Every index entry in the 1985 SBN proposal was based on eight elements - excluding information on “location of more complete records, and the location of holdings”. These elements were automatically extracted from a bibliographic record and normalized using the typical information retrieval algorithms (for instance conversion of special character to the basic character, conversion on uppercase etc.) Four elements (author key, two title keys and date) were in fact based on the core of bibliographic citation (author, title and publication date). The rest of the elements were the identifier, the standard number and three important instantiation elements in coded form (bibliographic level, language and country of publication).

An hypothetical record of the Identity Card type from the Index of 1985 SBN Proposal should look like:

Bibliographic record of the Identity Card type

<?xml version="1.0" encoding="UTF-8"?>

<!-- in this fictional example we are using an xml like notation: the Index entry refers to a real bibliographic

record of the SBN Union Catalog:

Negroponte, Nicholas. Being Digital. – London : Hodder & Stoughton, 1995.

In this example we use the “+” character instead of the space character -->

<Index_proposal_1985>

<oclc_key schema= “3+1+1+1 from the words of the title”>beid++</oclc_key>

<title_key schema = “first 50 char of the title”>

being+digital++++++++++++++++++++++++++++++++++++

</title_key>

<author schema=”4+1 form the main entry”>negrn+</author>

<publication_date>1995</publication_date>

<language>eng</language>

<country_of_publication>gb</country_of_publication>

<identifier schema=”isbn”>0679439196</identifier>

<identifier schema=“sbn record identifier“>MIL0112563</identifier>

< ! — routing information = location where you can find the complete bibliographic record

and the information on local holding -->

<routing_information>

MI0669 - Biblioteca della Facolta' di scienze politiche dell'Universita' degli studi di Milano

</routing_information>

<routing_information>

RM0369 - Biblioteca ISTAT – Roma

</routing_information>

</Index_proposal_1985>

The conclusion of this brief note is left open. The original Index model should be taken into account in sharing ( to share?)Italian digital resources: its structure is still valid even if the model needs to be updated. For instance the elements of the revised model could be based on Dublin core. «In this context, Dublin Core presents itself as a metadata pidgin for digital tourists who must find their way in this linguistically diverse landscape. Its vocabulary is small enough to learn quickly, and its basic pattern is easily grasped. It is well-suited to serve as an auxiliary language for digital libraries»[vi].

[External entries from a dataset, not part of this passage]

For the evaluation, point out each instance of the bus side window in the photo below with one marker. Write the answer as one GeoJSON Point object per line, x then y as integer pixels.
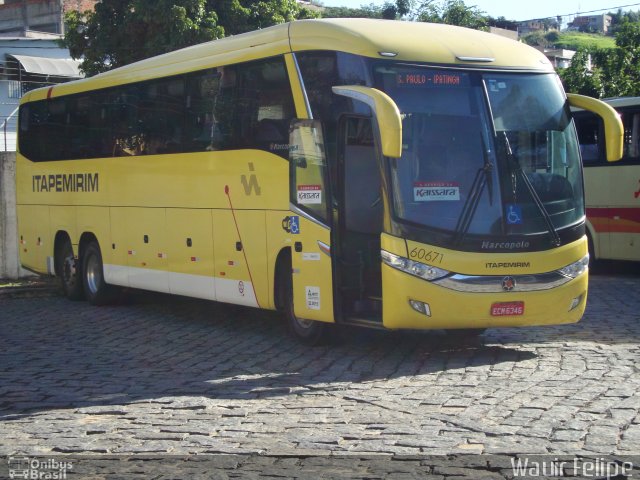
{"type": "Point", "coordinates": [591, 137]}
{"type": "Point", "coordinates": [631, 123]}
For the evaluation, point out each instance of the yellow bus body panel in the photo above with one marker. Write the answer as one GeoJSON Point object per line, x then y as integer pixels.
{"type": "Point", "coordinates": [453, 309]}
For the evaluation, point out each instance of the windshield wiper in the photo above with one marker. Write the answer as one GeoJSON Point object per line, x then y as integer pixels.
{"type": "Point", "coordinates": [482, 179]}
{"type": "Point", "coordinates": [514, 165]}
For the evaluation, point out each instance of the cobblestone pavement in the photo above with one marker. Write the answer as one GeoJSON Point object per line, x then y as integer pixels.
{"type": "Point", "coordinates": [166, 375]}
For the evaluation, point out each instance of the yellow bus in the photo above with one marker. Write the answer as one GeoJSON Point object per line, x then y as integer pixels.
{"type": "Point", "coordinates": [612, 191]}
{"type": "Point", "coordinates": [386, 174]}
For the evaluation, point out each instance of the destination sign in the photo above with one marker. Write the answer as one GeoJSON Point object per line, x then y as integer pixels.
{"type": "Point", "coordinates": [431, 79]}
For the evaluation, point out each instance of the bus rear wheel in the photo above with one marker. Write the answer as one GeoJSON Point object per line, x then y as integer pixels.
{"type": "Point", "coordinates": [68, 267]}
{"type": "Point", "coordinates": [96, 290]}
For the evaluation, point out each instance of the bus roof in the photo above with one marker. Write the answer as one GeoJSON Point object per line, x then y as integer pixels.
{"type": "Point", "coordinates": [406, 41]}
{"type": "Point", "coordinates": [622, 101]}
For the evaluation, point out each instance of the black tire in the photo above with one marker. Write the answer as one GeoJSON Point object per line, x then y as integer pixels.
{"type": "Point", "coordinates": [592, 253]}
{"type": "Point", "coordinates": [68, 268]}
{"type": "Point", "coordinates": [96, 291]}
{"type": "Point", "coordinates": [309, 332]}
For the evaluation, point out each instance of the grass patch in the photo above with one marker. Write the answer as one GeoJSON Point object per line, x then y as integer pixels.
{"type": "Point", "coordinates": [575, 40]}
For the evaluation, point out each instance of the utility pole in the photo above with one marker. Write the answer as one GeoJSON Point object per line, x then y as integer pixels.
{"type": "Point", "coordinates": [25, 17]}
{"type": "Point", "coordinates": [61, 24]}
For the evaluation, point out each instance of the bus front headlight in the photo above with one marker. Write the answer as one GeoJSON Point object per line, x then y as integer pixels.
{"type": "Point", "coordinates": [576, 268]}
{"type": "Point", "coordinates": [417, 269]}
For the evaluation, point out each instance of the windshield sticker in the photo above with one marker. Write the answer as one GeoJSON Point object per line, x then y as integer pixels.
{"type": "Point", "coordinates": [514, 214]}
{"type": "Point", "coordinates": [309, 194]}
{"type": "Point", "coordinates": [436, 191]}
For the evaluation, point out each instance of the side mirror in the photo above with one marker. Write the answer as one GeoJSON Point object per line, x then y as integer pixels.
{"type": "Point", "coordinates": [613, 129]}
{"type": "Point", "coordinates": [386, 113]}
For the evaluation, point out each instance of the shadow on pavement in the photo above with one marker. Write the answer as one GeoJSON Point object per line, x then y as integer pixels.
{"type": "Point", "coordinates": [60, 354]}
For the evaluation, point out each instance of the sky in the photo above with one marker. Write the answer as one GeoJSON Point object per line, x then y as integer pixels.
{"type": "Point", "coordinates": [522, 10]}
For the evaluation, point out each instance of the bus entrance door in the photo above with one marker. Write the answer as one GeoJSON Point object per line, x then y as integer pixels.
{"type": "Point", "coordinates": [312, 274]}
{"type": "Point", "coordinates": [360, 222]}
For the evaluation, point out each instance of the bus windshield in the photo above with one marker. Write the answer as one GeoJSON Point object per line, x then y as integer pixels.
{"type": "Point", "coordinates": [488, 154]}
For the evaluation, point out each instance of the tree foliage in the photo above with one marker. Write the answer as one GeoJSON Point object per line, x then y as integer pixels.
{"type": "Point", "coordinates": [119, 32]}
{"type": "Point", "coordinates": [388, 11]}
{"type": "Point", "coordinates": [607, 72]}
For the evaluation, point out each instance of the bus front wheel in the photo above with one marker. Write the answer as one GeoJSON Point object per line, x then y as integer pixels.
{"type": "Point", "coordinates": [69, 270]}
{"type": "Point", "coordinates": [96, 290]}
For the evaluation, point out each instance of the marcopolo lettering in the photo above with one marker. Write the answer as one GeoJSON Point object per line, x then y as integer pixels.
{"type": "Point", "coordinates": [508, 265]}
{"type": "Point", "coordinates": [486, 245]}
{"type": "Point", "coordinates": [70, 182]}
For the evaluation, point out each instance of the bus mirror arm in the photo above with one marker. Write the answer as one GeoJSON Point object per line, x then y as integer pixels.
{"type": "Point", "coordinates": [613, 129]}
{"type": "Point", "coordinates": [386, 113]}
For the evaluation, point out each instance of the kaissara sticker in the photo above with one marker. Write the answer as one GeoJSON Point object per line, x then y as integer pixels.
{"type": "Point", "coordinates": [313, 297]}
{"type": "Point", "coordinates": [309, 194]}
{"type": "Point", "coordinates": [436, 191]}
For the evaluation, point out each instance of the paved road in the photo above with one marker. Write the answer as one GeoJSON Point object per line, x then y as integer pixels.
{"type": "Point", "coordinates": [166, 375]}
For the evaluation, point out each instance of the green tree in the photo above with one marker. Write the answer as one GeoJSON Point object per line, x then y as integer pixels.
{"type": "Point", "coordinates": [452, 12]}
{"type": "Point", "coordinates": [614, 72]}
{"type": "Point", "coordinates": [120, 32]}
{"type": "Point", "coordinates": [240, 16]}
{"type": "Point", "coordinates": [388, 10]}
{"type": "Point", "coordinates": [580, 77]}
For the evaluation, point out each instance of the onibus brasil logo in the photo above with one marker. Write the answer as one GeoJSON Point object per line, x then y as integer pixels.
{"type": "Point", "coordinates": [38, 468]}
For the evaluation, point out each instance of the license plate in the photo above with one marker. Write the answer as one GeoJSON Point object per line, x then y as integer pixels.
{"type": "Point", "coordinates": [507, 309]}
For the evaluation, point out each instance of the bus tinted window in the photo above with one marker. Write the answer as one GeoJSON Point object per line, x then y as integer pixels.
{"type": "Point", "coordinates": [590, 133]}
{"type": "Point", "coordinates": [248, 105]}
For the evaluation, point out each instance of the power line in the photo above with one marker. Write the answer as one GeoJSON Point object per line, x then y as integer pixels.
{"type": "Point", "coordinates": [580, 13]}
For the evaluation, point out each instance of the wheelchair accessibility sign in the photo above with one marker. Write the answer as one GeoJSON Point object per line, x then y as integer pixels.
{"type": "Point", "coordinates": [514, 214]}
{"type": "Point", "coordinates": [291, 224]}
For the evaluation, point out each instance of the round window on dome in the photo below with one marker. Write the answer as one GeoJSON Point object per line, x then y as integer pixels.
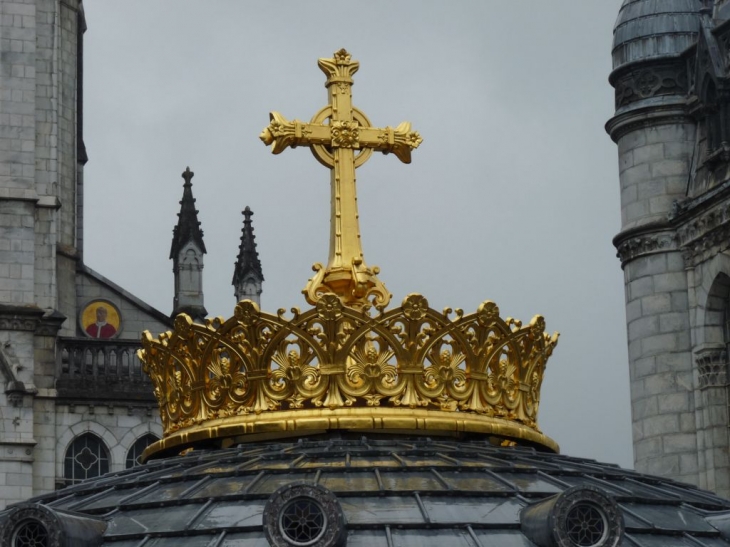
{"type": "Point", "coordinates": [302, 521]}
{"type": "Point", "coordinates": [30, 533]}
{"type": "Point", "coordinates": [302, 514]}
{"type": "Point", "coordinates": [586, 525]}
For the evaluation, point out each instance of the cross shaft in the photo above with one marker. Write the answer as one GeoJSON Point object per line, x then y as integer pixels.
{"type": "Point", "coordinates": [335, 144]}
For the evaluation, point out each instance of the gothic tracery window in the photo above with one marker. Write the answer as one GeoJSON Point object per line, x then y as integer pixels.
{"type": "Point", "coordinates": [86, 457]}
{"type": "Point", "coordinates": [134, 454]}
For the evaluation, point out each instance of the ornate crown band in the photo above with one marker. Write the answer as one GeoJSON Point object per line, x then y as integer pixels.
{"type": "Point", "coordinates": [335, 367]}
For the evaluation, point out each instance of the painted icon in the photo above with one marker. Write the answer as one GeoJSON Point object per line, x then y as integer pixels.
{"type": "Point", "coordinates": [100, 319]}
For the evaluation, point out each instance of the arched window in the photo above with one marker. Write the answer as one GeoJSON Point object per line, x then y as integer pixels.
{"type": "Point", "coordinates": [713, 116]}
{"type": "Point", "coordinates": [135, 452]}
{"type": "Point", "coordinates": [87, 457]}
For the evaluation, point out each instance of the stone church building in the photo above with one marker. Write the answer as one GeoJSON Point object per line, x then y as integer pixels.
{"type": "Point", "coordinates": [671, 74]}
{"type": "Point", "coordinates": [74, 403]}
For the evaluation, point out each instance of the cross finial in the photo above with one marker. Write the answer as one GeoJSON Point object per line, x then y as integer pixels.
{"type": "Point", "coordinates": [341, 138]}
{"type": "Point", "coordinates": [188, 176]}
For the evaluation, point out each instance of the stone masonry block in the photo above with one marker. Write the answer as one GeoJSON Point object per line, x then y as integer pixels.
{"type": "Point", "coordinates": [673, 322]}
{"type": "Point", "coordinates": [643, 327]}
{"type": "Point", "coordinates": [644, 408]}
{"type": "Point", "coordinates": [656, 304]}
{"type": "Point", "coordinates": [681, 442]}
{"type": "Point", "coordinates": [661, 204]}
{"type": "Point", "coordinates": [661, 425]}
{"type": "Point", "coordinates": [648, 448]}
{"type": "Point", "coordinates": [651, 153]}
{"type": "Point", "coordinates": [674, 402]}
{"type": "Point", "coordinates": [674, 362]}
{"type": "Point", "coordinates": [668, 282]}
{"type": "Point", "coordinates": [670, 133]}
{"type": "Point", "coordinates": [661, 384]}
{"type": "Point", "coordinates": [631, 140]}
{"type": "Point", "coordinates": [688, 464]}
{"type": "Point", "coordinates": [687, 422]}
{"type": "Point", "coordinates": [677, 150]}
{"type": "Point", "coordinates": [669, 168]}
{"type": "Point", "coordinates": [641, 287]}
{"type": "Point", "coordinates": [629, 194]}
{"type": "Point", "coordinates": [659, 344]}
{"type": "Point", "coordinates": [633, 310]}
{"type": "Point", "coordinates": [635, 175]}
{"type": "Point", "coordinates": [625, 160]}
{"type": "Point", "coordinates": [646, 265]}
{"type": "Point", "coordinates": [643, 367]}
{"type": "Point", "coordinates": [667, 465]}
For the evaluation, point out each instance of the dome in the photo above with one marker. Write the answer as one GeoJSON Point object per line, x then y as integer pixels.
{"type": "Point", "coordinates": [374, 491]}
{"type": "Point", "coordinates": [651, 29]}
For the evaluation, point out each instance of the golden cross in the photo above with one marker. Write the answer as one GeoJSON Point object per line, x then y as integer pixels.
{"type": "Point", "coordinates": [334, 145]}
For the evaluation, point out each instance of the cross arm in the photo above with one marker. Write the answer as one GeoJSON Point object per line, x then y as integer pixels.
{"type": "Point", "coordinates": [282, 133]}
{"type": "Point", "coordinates": [400, 141]}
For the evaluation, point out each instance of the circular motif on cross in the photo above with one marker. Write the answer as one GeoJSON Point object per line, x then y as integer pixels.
{"type": "Point", "coordinates": [304, 515]}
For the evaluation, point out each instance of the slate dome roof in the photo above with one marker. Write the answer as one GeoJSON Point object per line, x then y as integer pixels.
{"type": "Point", "coordinates": [651, 29]}
{"type": "Point", "coordinates": [394, 491]}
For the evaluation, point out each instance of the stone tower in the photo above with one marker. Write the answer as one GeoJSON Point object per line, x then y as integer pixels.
{"type": "Point", "coordinates": [187, 256]}
{"type": "Point", "coordinates": [68, 335]}
{"type": "Point", "coordinates": [671, 73]}
{"type": "Point", "coordinates": [247, 275]}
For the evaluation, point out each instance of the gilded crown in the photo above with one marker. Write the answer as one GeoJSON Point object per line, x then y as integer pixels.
{"type": "Point", "coordinates": [410, 368]}
{"type": "Point", "coordinates": [347, 364]}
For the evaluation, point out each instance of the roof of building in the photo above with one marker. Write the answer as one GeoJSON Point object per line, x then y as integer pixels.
{"type": "Point", "coordinates": [248, 257]}
{"type": "Point", "coordinates": [381, 492]}
{"type": "Point", "coordinates": [652, 29]}
{"type": "Point", "coordinates": [188, 226]}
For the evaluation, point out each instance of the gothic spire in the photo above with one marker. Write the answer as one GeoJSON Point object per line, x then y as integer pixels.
{"type": "Point", "coordinates": [188, 226]}
{"type": "Point", "coordinates": [247, 275]}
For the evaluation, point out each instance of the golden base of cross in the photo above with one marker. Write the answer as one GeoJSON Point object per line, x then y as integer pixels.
{"type": "Point", "coordinates": [357, 287]}
{"type": "Point", "coordinates": [341, 138]}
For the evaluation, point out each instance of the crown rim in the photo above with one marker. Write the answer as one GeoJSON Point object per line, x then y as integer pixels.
{"type": "Point", "coordinates": [294, 423]}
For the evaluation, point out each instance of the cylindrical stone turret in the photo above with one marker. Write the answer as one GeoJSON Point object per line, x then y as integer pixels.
{"type": "Point", "coordinates": [656, 139]}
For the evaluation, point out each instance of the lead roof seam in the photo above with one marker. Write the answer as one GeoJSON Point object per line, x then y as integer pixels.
{"type": "Point", "coordinates": [245, 464]}
{"type": "Point", "coordinates": [296, 461]}
{"type": "Point", "coordinates": [655, 15]}
{"type": "Point", "coordinates": [448, 458]}
{"type": "Point", "coordinates": [379, 479]}
{"type": "Point", "coordinates": [637, 516]}
{"type": "Point", "coordinates": [217, 542]}
{"type": "Point", "coordinates": [473, 536]}
{"type": "Point", "coordinates": [500, 479]}
{"type": "Point", "coordinates": [632, 540]}
{"type": "Point", "coordinates": [138, 493]}
{"type": "Point", "coordinates": [553, 480]}
{"type": "Point", "coordinates": [422, 508]}
{"type": "Point", "coordinates": [59, 500]}
{"type": "Point", "coordinates": [194, 487]}
{"type": "Point", "coordinates": [693, 539]}
{"type": "Point", "coordinates": [90, 499]}
{"type": "Point", "coordinates": [442, 480]}
{"type": "Point", "coordinates": [198, 514]}
{"type": "Point", "coordinates": [653, 487]}
{"type": "Point", "coordinates": [611, 485]}
{"type": "Point", "coordinates": [253, 483]}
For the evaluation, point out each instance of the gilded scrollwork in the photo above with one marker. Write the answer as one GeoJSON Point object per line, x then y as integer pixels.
{"type": "Point", "coordinates": [334, 356]}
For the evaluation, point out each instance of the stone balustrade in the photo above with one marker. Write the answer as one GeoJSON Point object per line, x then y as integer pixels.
{"type": "Point", "coordinates": [88, 368]}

What is important is to be aware that an Index is not a (Meta)Catalog:

«He to the index turns, and quickly sees

What pages show the proper remedies»[vii].



References:


  • Wolpert, 1978
    • Wolpert, Samuel A., Potential: reaction, in The on-line revolution in libraries : proceedings of the 1977 Conference in Pittsburgh, Pennsylvania, edited by Allen Kent, Thomas J. Galvin. New York [etc]: M. Dekker, 1978 p. 27.
  • Lund, 2001
  • Peruginelli, 1990
    • Peruginelli, Susanna – Pettenati , Corrado. The National library network in Italy in European library networks, edited by Karl Wilhelm Neubauer, Esther R. Dyer. Norwood: Ablex, 1990, p. 195.

[iv] Linch, Clifford A, Building the Infrastructure of Resource Sharing: Union Catalogs, Distributed Search, and Cross-Database Linkage, «Library trends» 45, 3 (Winter 1997), p. 448-461.

[v] Feasibility study for a national union catalog, Final Report 25 April 2001, by Peter Stubley, Rob Bull and Tony Kidd, http://www.uknuc.shef.ac.uk/.

[vi] Baker, Thomas. A grammar of Dublin Core, «D-lib magazine», 6(2000), 10.

[vii] Orlando furioso XXII, 16 This electronic version is based on that edition of the poem published in The Orlando furioso of Ludovico Ariosto, Translated by William Stewart Rose (London, 1910). This work is in the public domain http://sunsite.berkeley.edu/OMACL/Orlando/. The idea of this quotation is taken from: Maltese, Diego. Servizio nazionale e servizio locale in Servizio bibliotecario nazionale e servizio locale: la realizzazione di Ferrara. – Ferrara : Artstudio, 1988, p. 25.